Hacker News new | ask | show | jobs
by nighthawk454 396 days ago
No, mapping to a _fixed length code_, that’s it. Note that the output domain need not be smaller than the input domain either.

If your model takes a sequence of 1 or 10,000 or N tokens and returns a vector of fixed length, say 1500 dimensions, then it is a hash function of sorts.

> A hash function is any function that can be used to map data of arbitrary size to fixed-size values

https://en.m.wikipedia.org/wiki/Hash_function

1 comments

I mean you can even look at this from an entropy perspective. A good hash algo generates pure noise (high entropy), while a semantic vector generates structure (low entropy). These two concepts are as far apart as anything could be, no matter what metric of comparison you choose to use. You literally couldn't name two concepts that are further apart if you tried.
Frankly, you’re ignoring the definition at this point. A “good hash algo” only generates noise in the cryptographic hash sense. There are in fact other hashes. The fact that “semantic vectors” preserve a useful similarity is no different mathematically then LSH or many others (except that the models work a lot more usefully).

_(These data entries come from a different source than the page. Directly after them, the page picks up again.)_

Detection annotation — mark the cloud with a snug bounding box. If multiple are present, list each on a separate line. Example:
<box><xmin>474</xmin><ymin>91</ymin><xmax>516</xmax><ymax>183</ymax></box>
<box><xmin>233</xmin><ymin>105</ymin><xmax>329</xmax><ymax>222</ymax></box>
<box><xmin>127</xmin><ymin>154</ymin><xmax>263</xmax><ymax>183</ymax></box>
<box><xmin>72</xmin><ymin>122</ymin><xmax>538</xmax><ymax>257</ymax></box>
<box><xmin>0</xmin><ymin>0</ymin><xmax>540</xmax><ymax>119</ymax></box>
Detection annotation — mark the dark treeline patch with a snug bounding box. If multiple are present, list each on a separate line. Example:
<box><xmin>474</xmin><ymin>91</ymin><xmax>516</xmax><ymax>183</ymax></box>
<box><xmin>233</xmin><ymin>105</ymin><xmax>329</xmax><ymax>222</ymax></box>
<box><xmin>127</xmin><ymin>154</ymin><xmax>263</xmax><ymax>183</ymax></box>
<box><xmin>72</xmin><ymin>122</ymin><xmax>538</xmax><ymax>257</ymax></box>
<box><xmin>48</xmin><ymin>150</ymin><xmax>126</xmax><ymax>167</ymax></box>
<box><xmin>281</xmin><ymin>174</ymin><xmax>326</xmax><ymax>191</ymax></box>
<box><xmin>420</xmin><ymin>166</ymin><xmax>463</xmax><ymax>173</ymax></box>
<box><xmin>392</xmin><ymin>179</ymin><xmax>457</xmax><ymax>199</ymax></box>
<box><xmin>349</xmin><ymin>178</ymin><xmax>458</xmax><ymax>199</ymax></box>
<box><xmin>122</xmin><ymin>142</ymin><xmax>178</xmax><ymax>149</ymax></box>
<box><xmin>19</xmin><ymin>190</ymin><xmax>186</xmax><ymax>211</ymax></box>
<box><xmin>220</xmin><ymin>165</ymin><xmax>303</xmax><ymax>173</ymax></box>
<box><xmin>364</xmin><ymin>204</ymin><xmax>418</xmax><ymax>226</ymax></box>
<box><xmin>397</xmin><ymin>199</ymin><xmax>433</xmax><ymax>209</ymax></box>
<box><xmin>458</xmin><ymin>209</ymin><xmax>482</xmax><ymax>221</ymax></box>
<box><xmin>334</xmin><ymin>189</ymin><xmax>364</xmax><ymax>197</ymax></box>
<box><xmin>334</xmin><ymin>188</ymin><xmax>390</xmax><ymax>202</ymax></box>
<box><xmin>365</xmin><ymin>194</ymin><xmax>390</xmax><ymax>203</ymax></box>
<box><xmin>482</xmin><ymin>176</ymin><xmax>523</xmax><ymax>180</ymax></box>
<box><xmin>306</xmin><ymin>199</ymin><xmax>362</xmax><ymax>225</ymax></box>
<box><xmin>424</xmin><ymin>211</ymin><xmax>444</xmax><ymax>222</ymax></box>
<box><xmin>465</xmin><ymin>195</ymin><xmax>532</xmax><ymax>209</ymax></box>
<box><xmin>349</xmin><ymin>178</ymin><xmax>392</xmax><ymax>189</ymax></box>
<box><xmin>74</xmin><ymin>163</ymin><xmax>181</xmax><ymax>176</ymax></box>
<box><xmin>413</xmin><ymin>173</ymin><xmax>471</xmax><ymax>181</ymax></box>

If you’re trying to say MD5 isn’t an LLM, then fine no argument there. But otherwise consider referencing something other than vibes or magic, because the definition is clear. “Semantic vectors” isn’t some keyword to be invoked that just generates entropy from the void.

Oh, I get your argument. You think all functions that have finite output length for [usually] longer input length, are hashes. I totally get what you're saying, and it necessarily also means every LLM "inference" is actually a hashing algo too, as you noticed yourself, tellingly. So taking a long set of input tokens, and predicting the next token is (according to you), a "hashing" function. Got it. Thanks.